In 1108, my city, but also yours, it was made of wooden houses. Pigs foraged in the streets, and wolves howled at the foot of the walls of mud. In my town, not in yours, there was the most prestigious Bishop’s School in Europe. For example, I could tell the story of a student at Reims, who, wanting to drink from our fount of wisdom, left his native town and walked beneath the blazing sun, driving rain and wind for months. To pay for his travel and lodging, he led a caravan of cloth from Flanders ready to take away the precious wool from the fleece of Padanian sheep away in return. But, basically, it’s a story that’s too polluted by money, a banal one with no sense of the olden days. Why talk about it?
Perhaps I should talk about Bertrando, my fellow townsman, who after joining the first Crusade and living for a few years in Jerusalem, returned home in 1108, telling everyone how they had huge lions in front of the churches, in the Orient. He insisted on putting the same lions here, even though the lions in our churches are more beautiful.

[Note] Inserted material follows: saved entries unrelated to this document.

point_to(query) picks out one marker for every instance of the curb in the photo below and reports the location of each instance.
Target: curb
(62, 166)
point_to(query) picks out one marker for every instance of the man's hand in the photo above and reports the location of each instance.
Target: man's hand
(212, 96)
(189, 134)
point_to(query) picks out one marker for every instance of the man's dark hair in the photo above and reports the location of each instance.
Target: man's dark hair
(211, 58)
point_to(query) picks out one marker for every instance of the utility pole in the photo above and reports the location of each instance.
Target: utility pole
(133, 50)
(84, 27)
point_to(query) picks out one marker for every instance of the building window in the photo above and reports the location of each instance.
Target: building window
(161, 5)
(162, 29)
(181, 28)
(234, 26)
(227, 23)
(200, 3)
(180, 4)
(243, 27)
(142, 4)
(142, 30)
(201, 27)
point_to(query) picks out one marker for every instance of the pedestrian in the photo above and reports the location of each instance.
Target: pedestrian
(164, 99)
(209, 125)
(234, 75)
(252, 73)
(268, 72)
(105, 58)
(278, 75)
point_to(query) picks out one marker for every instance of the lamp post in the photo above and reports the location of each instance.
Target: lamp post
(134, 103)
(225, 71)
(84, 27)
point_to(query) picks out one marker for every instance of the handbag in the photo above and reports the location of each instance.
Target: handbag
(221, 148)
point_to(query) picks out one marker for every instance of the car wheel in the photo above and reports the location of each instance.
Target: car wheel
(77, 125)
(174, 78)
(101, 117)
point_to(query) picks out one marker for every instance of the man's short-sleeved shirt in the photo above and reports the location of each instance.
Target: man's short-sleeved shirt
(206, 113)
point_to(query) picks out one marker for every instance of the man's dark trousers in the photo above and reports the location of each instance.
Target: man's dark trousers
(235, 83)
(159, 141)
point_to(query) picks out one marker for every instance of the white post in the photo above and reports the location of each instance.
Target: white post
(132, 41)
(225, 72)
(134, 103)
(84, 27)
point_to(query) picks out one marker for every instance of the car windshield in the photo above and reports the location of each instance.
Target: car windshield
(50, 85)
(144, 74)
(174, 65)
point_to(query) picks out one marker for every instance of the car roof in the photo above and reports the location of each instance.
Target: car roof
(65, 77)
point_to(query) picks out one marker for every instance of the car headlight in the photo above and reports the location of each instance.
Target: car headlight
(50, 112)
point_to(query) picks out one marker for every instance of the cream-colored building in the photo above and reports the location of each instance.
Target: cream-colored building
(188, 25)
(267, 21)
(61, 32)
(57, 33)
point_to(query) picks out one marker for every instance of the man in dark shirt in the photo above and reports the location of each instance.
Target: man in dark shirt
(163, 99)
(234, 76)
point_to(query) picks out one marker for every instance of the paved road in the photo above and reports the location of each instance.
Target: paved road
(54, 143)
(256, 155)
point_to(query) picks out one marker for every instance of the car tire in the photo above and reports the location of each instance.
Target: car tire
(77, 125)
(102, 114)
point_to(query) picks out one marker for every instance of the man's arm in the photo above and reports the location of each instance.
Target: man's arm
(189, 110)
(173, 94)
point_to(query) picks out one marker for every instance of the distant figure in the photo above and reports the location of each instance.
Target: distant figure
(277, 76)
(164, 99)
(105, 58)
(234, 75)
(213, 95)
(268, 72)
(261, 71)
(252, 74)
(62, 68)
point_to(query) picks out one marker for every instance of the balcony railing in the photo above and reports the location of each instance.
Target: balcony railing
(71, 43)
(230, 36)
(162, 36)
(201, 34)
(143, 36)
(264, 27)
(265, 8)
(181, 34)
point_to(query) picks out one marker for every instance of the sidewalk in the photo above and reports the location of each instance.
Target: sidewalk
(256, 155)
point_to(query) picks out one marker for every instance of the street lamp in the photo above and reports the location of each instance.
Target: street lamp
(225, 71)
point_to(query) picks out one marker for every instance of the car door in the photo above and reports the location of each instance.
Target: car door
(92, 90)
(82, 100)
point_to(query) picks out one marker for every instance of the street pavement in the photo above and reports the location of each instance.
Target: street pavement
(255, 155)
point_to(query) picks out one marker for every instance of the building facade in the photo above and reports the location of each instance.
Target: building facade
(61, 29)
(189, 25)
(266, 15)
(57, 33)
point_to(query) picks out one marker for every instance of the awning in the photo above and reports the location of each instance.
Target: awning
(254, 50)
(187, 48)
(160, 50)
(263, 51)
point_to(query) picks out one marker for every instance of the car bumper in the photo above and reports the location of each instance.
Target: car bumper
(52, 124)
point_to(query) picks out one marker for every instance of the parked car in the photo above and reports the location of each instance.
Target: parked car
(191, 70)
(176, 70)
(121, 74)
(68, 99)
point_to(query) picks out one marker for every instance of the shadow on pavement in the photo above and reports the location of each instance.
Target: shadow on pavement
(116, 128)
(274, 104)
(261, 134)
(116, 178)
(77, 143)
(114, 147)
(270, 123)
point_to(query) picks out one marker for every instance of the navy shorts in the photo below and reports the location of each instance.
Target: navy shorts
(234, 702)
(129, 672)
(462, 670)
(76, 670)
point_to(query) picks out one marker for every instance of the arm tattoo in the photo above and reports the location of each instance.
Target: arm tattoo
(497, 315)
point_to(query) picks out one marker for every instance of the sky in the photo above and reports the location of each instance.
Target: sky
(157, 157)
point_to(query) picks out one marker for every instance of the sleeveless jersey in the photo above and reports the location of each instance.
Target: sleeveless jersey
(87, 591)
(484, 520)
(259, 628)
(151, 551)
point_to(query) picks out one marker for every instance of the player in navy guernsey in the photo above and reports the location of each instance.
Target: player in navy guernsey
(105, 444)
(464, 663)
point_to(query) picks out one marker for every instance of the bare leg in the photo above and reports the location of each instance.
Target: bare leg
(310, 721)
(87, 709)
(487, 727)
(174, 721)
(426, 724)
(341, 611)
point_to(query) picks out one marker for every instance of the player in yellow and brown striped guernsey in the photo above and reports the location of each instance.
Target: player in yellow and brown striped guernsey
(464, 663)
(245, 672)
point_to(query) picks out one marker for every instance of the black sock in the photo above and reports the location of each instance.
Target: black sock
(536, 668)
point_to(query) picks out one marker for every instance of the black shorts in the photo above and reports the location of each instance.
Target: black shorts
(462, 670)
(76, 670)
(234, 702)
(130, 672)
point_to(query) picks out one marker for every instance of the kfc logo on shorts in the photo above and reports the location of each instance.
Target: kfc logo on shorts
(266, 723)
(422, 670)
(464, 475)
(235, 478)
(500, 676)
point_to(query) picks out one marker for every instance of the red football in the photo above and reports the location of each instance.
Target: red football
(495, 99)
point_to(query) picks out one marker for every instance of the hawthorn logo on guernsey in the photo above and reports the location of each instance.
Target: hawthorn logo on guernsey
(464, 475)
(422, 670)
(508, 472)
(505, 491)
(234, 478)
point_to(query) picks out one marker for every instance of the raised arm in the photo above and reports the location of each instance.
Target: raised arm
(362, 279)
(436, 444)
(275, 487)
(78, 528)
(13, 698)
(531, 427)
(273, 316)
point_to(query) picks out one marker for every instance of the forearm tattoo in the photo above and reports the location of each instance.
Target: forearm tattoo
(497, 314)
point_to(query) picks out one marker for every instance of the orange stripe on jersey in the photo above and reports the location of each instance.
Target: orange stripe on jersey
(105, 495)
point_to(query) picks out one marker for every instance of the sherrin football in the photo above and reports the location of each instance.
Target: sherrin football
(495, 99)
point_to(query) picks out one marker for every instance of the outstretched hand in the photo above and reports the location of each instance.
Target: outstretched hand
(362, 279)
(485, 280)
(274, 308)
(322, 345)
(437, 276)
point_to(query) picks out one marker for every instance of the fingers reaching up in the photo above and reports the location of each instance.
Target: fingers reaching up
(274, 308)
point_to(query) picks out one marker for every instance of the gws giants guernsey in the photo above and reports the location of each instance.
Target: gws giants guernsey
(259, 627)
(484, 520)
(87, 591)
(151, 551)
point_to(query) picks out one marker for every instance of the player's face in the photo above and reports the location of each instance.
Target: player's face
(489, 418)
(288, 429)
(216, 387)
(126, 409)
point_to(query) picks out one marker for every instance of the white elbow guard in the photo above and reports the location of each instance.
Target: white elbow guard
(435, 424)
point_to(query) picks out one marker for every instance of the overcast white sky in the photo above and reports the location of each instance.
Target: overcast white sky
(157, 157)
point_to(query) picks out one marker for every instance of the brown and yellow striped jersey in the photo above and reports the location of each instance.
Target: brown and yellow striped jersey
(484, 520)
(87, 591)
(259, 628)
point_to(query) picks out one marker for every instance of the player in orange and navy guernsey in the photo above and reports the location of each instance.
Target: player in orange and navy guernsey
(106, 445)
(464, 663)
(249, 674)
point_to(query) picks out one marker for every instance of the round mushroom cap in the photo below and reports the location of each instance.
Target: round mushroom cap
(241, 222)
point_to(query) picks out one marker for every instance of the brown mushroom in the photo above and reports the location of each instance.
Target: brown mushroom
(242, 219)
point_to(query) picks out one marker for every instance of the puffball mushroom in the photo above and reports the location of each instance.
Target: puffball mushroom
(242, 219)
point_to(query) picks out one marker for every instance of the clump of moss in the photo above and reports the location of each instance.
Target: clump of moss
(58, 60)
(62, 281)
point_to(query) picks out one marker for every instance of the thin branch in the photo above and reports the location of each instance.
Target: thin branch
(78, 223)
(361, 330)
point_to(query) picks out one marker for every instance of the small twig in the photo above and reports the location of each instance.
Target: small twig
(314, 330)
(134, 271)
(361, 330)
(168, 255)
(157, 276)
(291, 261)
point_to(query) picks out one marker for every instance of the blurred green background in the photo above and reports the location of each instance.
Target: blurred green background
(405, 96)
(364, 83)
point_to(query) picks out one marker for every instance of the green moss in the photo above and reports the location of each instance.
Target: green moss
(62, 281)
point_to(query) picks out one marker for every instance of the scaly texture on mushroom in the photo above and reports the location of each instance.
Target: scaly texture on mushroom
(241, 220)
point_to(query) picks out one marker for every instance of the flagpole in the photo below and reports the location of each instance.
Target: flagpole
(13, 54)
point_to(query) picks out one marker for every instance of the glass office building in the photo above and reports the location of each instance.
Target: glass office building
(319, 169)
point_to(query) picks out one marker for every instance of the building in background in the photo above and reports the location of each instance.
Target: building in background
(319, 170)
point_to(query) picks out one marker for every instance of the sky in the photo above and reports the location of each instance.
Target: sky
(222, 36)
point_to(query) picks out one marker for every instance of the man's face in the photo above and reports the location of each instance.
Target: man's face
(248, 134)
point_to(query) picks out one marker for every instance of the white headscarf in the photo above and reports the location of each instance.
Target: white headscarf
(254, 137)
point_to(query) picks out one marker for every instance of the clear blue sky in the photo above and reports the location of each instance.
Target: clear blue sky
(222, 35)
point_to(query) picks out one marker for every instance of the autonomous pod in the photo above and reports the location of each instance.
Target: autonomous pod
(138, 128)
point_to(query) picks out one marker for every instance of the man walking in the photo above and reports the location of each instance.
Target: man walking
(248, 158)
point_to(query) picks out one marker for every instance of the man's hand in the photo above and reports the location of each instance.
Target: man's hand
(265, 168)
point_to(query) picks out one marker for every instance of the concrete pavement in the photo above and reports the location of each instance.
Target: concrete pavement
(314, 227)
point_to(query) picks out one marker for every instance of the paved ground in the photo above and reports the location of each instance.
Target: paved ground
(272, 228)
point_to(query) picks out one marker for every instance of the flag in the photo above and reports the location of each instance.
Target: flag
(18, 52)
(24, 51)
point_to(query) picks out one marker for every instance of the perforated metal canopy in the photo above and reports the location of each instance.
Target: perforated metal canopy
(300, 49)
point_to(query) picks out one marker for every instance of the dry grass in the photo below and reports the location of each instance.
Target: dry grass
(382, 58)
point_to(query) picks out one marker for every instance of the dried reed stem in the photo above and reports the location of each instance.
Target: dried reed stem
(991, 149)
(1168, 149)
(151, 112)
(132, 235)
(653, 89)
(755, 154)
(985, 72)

But no, I prefer the story of Gherardino Segalello, an uneducated peasant who wanted to become a monk. Rejected by the Church, he cut his cloak into the shape of those worn by the Apostles in the medieval pictures, and wandered the countryside preaching on his own account. He used to enter people’s houses shouting “penitenziàgite, penitezniàgite”. He began gathering followers and, as he advocated the pleasures of the flesh, the only way of achieving purity, the number of his Apostles began to grow very quickly. This was followed by intense moments of prayer and colossal orgies. All this happened years and years after 1108, and until – unfortunately – Segalello was burned in the village square. In the square of my home town. And since I don’t like to talk about things off topic that don’t put my town in a good light, we will stay with 1108. In that year, in our region, there were a few noblemen who had studied at the Bishop’s School. One of them, Sinibaldo, was summoned by the emperor to the Imperial secretary. He would have become a great Chancellor. But he had a father, Uberto, who wanted him to be mayor of a nearby town. He wanted him to be on the side of the free cities, not of the Empire. Sinibaldo, still undecided between Lombardy and Germany, was racked by dysentery. And died in 1108. But why tell a banal tale of stomach ache and intestine cramps? There is a better one, the story of little Ugo, the son of Bernard, the merchant. He went with his father to the fair of San Siro, held every year at the place where is the river running through my town opens into the Po. And there he would run, among the jars of oil from Liguria, piles of salt from Romagna, the spices brought from Pisa and Genoa, and the Venetian damasks. He would sniff the acrid smell of donkeys, mules, oxen and horses, watching the boats sliding across the water, and listen to foreigners speaking unknown languages. He would wash his feet in the river. But who is interested in that story?